The DBFS components and the two
tFileInputDelimited components are configured to load data from
DBFS into the Job.
Procedure
-
Double-click tDBFSConnection to open its Component view.
Example
-
In the Endpoint field, enter the URL address of your Azure Databricks workspace. This URL can be found in the Overview blade of your Databricks workspace page on your Azure portal. For example, this URL could look like https://adb-$workspaceId.$random.azuredatabricks.net.
-
Click the [...] button next to the Token field to enter the authentication token generated for your Databricks user account. You can generate or find this token on the User settings page of your Databricks workspace.
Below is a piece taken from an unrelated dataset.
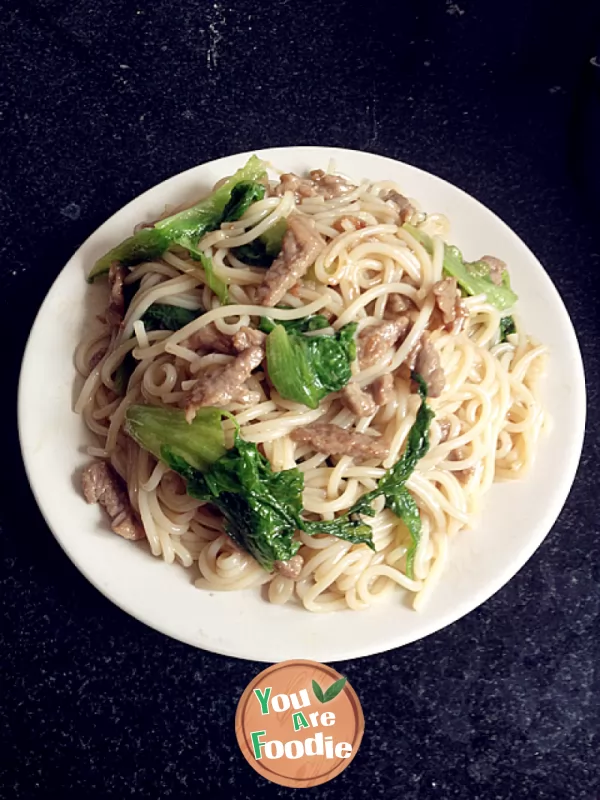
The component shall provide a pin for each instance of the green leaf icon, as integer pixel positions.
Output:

For further information, see Personal access tokens from the Azure documentation.
-
Double-click tDBFSGet to open its Component view.
Example
-
Select Use an existing connection to use the connection information defined in tDBFSConnection.
-
In the DBFS directory field, enter the path to the directory in
DBFS in which the files about movies and their directors are stored.
-
In the Local directory field,
enter the path, or browse to the folder in which the files to be downloaded from DBFS
are stored.
This directory is created on the fly if it does
not exist.
-
From the Overwrite file drop-down list, select always to overwrite the files if they already
exist in the target directory in the local file system.
-
In the Files table, add one
row by clicking the [+] button in order to
define the criteria to select the files to be copied.
-
In the Filemask column, enter an asterisk (*) within the double
quotation marks to make tDBFSGet select all
the files stored in the folder you specified in the Local directory field.
-
Leave the New name column
empty, that is to say, keep the default double quotation marks as is, so as to
make the name of the files unchanged after being uploaded.
-
Expand the File delimited node under the Metadata node in the Repository to display the movies schema metadata node you have set up as
explained in Preparing the movies metadata.
-
Drop this schema metadata node onto the movie
tFileInputDelimited
component in the workspace of the Job.
-
Double-click the movie
tFileInputDelimited
component to open its Component view.
This tFileInputDelimited has automatically reused the movie
metadata from the Repository to define the related parameters in its
Basic settings
view.
-
Click the File name/Stream
field to open the Edit parameter using
repository dialog box to update the field separator.
This tFileInputDelimited
is reusing the default file location which you have defined for the
File delimited metadata. You need to change it to
read the movie file from theh directory in which this
file is downloaded from DBFS.
-
Select Change to built-in
property and click OK to validate your choice.
The File name/Stream
field becomes editable.
-
Enter the directory where the the movie file downloaded
from DBFS is stored
-
Double-click the director
tFileInputDelimited
component to open its Component view.
-
Click the [...] button next to
Edit schema to open the schema
editor.
-
Click the [+] button twice to
add two rows and in the Column column,
rename them to ID and Name, respectively.
-
Click OK to validate these
changes and accept the propagation prompted by the pop-up dialog box.
-
In the File name/Stream field, enter the directory where the data
about the movie directors is stored.
-
In the Field separator field, enter a comma (,) within double
quotation marks.
Results
The tFileInputDelimited components are now configured to load the movie
data and the director data to the Job.